As indicated, the BBC’s commitment to multiculturalism, gender equality and antiracism as part of its PSB remit has been criticised in scholarship for its contradictory implementation. For Malik, British television as a key site of modern Britain’s self-representation “continues, in varying degrees and fashions, to resist these [values].”18 But following Ghassan Hage, we note that the BBC’s purportedly progressive representational politics are not so much contradictory but are best understood as inherent features of white nationalist discourses in the modern nation state.19 For Hage, discourses of tolerance and intolerance, or racism and multiculturalism, are not dichotomous but sliding-scale expressions of an assumed right and power to manage the national space from a given rhetorical position. Since the choice to tolerate others presumes a pre-existing power to not tolerate,
…the difference between those who practise nationalist exclusion and those who practise nationalist inclusion is not one of people committed to exclusion versus people committed to inclusion, but rather one of people with different thresholds of tolerance.
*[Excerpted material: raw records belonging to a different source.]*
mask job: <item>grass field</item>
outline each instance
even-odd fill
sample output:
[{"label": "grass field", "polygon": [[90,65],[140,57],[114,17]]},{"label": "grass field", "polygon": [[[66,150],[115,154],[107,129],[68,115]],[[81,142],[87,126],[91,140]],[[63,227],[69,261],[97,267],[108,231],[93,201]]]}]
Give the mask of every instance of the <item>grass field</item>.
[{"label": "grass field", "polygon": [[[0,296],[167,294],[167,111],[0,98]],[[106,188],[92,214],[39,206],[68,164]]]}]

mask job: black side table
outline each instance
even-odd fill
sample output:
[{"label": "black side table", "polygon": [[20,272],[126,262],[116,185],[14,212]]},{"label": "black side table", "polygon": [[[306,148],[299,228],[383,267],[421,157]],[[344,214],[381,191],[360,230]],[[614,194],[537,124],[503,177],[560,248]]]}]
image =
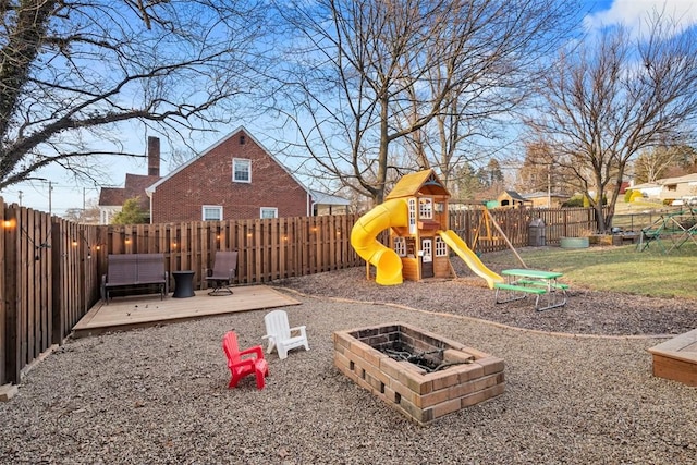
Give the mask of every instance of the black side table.
[{"label": "black side table", "polygon": [[172,271],[174,277],[174,294],[172,297],[185,298],[193,297],[194,294],[194,271]]}]

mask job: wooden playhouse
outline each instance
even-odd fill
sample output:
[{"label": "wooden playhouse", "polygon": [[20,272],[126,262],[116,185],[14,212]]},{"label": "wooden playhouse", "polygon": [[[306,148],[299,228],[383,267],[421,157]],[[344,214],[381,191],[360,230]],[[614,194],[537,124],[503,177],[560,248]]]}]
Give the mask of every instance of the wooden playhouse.
[{"label": "wooden playhouse", "polygon": [[402,260],[402,276],[411,281],[453,276],[448,246],[438,234],[448,231],[450,193],[433,170],[404,175],[386,200],[404,199],[408,224],[392,225],[390,247]]}]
It is the discourse of the dominant that transforms this difference of threshold into a difference between tolerant and intolerant because in doing so it mystifies into an essentialist ethical choice (are you or are you not tolerant?) what is a socially determined differential capacity for tolerance.20
In relation to the BBC’s purported embrace of multiculturalism and diversity, the issue is not simply how committed the corporation is to this policy. Rather, what is at stake is that such institutional discourses are part of the project of “realising the national will” to retain management rights of boundaries and limitations of inclusion and exclusion.21 In this case, the BBC’s overt commitment to postcolonial, post-empire anti-racism helps gloss over the simultaneous projection of racist xenophobia onto the figure of the parasitic Eastern European. According to Rzepnikowska, who draws on Sivanandan,22 this is xeno-racism or cultural racism, a process in which nationalist exclusion becomes legitimized by categorising cultural-national difference as “not-quite-whiteness.”23 The notable increase in BBC drama configurations of the Eastern European as contagious, parasitic other, happens in tandem with its increased post-empire, postcolonial tolerance discourse. In its shifting localization of the foreign racialized other, this exposes a continued underlying effort to exercise a national will by maintaining control in the cultural imaginary over who should and should not be tolerated.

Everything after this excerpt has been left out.